FLANDERS, N.Y. (CBSNewYork) -- A Long Island homeowner is having an epic battle with a family of birds who have moved in and are making life difficult.

As CBS2's Elise Finch reported, all kinds of birds have bene drawn to Dhonna and Bobby Gooddale's home for the past eight years. And yards away from Flanders Bay, it is a particularly attractive location for osprey.

The fish-eating predators, also known as sea hawks, have built a massive nest atop the couple's chimney.

"It hasn't been too bad except for the last year or so," Bobby Gooddale said. "It's kind of grown, and now it's like an estate they have up there."

"It's a condominium," said Dhonna Gooddale. "You have tiny birds inside the nest under the birds."

What started out as a small nest inside their chimney has grown into an enormous living space out in the open, with two adult osprey and at least two babies.

The problem is that the adults are getting aggressive with their human landlords.

"So now that they're more exposed, they feel very threatened and they're very territorial," Dhonna Gooddale said. "You get branches thrown at you. They'll throw anything that they can to make you go away."

Meanwhile, for the past year, an entire section of their porch has been off limits. It's littered with sticks, fish carcasses and bird poop.

"They poop everywhere!
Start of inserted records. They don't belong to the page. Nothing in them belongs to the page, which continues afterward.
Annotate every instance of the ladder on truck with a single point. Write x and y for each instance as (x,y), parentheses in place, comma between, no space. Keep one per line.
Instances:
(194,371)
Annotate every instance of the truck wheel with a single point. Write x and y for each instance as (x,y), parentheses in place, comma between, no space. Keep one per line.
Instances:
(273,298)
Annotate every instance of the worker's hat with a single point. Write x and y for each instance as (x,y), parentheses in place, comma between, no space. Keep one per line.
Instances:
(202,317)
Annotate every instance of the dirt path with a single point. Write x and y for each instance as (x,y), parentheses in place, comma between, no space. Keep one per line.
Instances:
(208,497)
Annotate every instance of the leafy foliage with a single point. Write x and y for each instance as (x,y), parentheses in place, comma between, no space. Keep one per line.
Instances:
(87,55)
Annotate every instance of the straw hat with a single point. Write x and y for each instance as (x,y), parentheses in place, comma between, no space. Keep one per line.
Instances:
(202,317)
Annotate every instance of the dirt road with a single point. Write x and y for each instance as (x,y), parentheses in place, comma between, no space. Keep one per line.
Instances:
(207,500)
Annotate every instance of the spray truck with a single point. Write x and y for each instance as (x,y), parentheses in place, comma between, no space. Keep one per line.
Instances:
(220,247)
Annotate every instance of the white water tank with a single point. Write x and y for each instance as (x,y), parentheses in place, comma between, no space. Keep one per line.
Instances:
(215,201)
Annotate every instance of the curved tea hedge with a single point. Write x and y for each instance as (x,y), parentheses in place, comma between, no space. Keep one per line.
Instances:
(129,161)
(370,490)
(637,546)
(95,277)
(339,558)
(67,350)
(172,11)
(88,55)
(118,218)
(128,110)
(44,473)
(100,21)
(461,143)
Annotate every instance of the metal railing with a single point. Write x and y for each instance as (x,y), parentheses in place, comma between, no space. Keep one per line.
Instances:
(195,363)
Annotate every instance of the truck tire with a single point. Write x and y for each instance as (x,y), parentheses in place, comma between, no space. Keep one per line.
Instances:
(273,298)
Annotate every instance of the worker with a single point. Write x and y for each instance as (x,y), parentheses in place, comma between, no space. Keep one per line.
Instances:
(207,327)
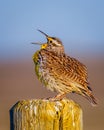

They actually almost pooped on your cameraman a second ago," said the couple's son, Jesse Gooddale. "That's why it's best to leave this area to them until they leave because you can't even enjoy this area."

"So what I'm looking to do is lovingly evict them," said Dhonna Gooddale.

The Gooddales do not want to harm the ospreys, so even though they want to evict them, they are going to wait for them to leave on their own. That should happen in the next two to eight weeks, when the babies are old enough to fly with their parents.

Then, the Gooddales will do four things – remove the next, clean up the mess the birds left behind, and make their chimney less attractive to the birds next year by installing some type of metal housing.

They also plan to build a platform away from the house to encourage the ospreys and other birds to build their nests there.

Ospreys will swoop down on people who are too close to their nests, but they rarely attack humans. A veterinarian told CBS2 all the homeowners can really do right now is cover their porch with a tarp, keep their distance, and wait for the birds to leave.